Admittedly, unlike the Blessed Virgin Mary, we are not preserved from Original Sin or any sin for that matter. We continue to struggle with the imprisoning and deforming qualities of evil and sin. But, the Church our Mother offers us the path of sanctification. We may not be conceived sinless like the Blessed Virgin Mary, but we hope one day, to be freed from sin like her. This is not just a fairy tale. This is real. Our primary work in this life is to become holy, to become beautiful, good and truthful. This is the way of sanctification. Again, sanctification is more than saying “no” to sin. It is more than just the rejection of ugliness and all its lies. Sanctification means saying “yes” to holiness, saying “yes” to beauty, to the good, to the Truth and joyfully submitting to the will of the Father. Sanctification means saying “yes” to a loving God and what He loves.
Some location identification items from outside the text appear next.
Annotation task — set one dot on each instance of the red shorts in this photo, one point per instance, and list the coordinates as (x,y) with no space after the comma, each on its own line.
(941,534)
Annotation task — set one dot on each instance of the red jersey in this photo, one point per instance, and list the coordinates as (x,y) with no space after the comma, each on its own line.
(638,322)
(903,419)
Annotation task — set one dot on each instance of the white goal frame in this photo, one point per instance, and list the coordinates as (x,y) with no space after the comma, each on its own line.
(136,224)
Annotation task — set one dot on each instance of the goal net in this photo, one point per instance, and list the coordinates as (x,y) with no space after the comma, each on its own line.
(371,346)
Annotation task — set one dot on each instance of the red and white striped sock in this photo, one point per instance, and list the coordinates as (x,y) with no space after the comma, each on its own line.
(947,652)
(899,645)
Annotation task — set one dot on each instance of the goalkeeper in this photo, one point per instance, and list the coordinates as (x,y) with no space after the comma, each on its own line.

St. Augustine was correct when he wrote that “beauty is the splendour of truth”. The truth about us is that we are made both good and beautiful but that we have lost our original beauty and goodness. And the greater truth is that we will be restored someday to our original “princess” beauty; ugliness was not our ultimate origin, nor will it be our final destination. Unlike the ending to the movie “Shrek”, we will not ascend like the princess Fiona to become an ugly ogress, but our bodies would be transformed, transfigured into the glorious bodies that we were meant to be. We are not meant to be ugly worms but glorious butterflies. It would take the redemptive ugliness of the cross to bridge the gap between our beginning and our end. Ugliness (like lies and evil) makes no demands on us; rather, it invites us to sink lower into the mud and mire. The good, the true and the beautiful, on the other hand, invites us to take a glance backward and then trudge on with hope toward the distant land which is our true home.